Whether you are in a sinking car or in a dry land accident trapped with your car on fire and smoke entering the cabin, these tools can save your life. The side and back windows of most cars will shatter when struck with either of these tools. Do not attempt to break the front windshield. It is laminated which makes it extremely difficult to break. Be aware that some vehicles may have laminated side windows.

 
Option 2: Open the door. If the windows will not open and you are unable to break them you may be able to exit through a door. You will first have to wait until the car is filled with water so that the pressure on both sides of the door equalizes. Make sure the door is unlocked. Just before the vehicle is completely filled with water take a deep breath. Once it is full the door should be able to be opened. Remove your seatbelt and exit the car.

Remember, your primary goal is to get yourself and your passengers out of the car as quickly as possible. The window is usually your best escape route. Staying in a sinking vehicle is a recipe for disaster.

Stay calm, open window, unfasten seatbelt, exit window, swim to safety.

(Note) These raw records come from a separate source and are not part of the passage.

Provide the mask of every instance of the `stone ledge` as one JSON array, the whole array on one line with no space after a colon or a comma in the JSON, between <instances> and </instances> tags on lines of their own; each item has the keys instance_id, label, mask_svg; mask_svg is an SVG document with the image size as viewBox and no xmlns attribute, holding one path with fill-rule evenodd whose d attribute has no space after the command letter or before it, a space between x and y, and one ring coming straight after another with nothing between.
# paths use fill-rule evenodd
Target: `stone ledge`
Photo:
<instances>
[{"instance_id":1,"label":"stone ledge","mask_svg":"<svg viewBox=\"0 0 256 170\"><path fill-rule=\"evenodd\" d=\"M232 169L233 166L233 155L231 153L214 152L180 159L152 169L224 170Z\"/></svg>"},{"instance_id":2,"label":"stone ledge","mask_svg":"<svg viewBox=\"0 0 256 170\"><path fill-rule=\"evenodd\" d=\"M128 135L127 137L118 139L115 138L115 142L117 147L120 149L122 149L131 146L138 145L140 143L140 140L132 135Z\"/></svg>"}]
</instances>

  Five Steps to Escape a Sinking Car  
  1. Stay calm. Take a deep breath then take charge of the situation. Your life (and that of others in your vehicle) will depend on it.
2. Open the window(s). Tell all passengers to do the same or open theirs from your console. If your car is in a swift moving current open the window(s) on the side opposite the water flow direction. This will minimize water rushing in and it will be easier to exit. In strong currents exiting through a sun roof may be your best option.
3. Unfasten your seatbelt. If possible keep one hand on the open window ledge as a point of reference. As the car begins to sink it may roll over and this will help keep you oriented.
4. Exit through the window(s). If there are children or others less able in the car, if possible help them out and then exit immediately.
5. Swim to safety. If you are under water and not sure which direction to swim, allow a few air bubbles to escape your mouth and follow them toward the surface.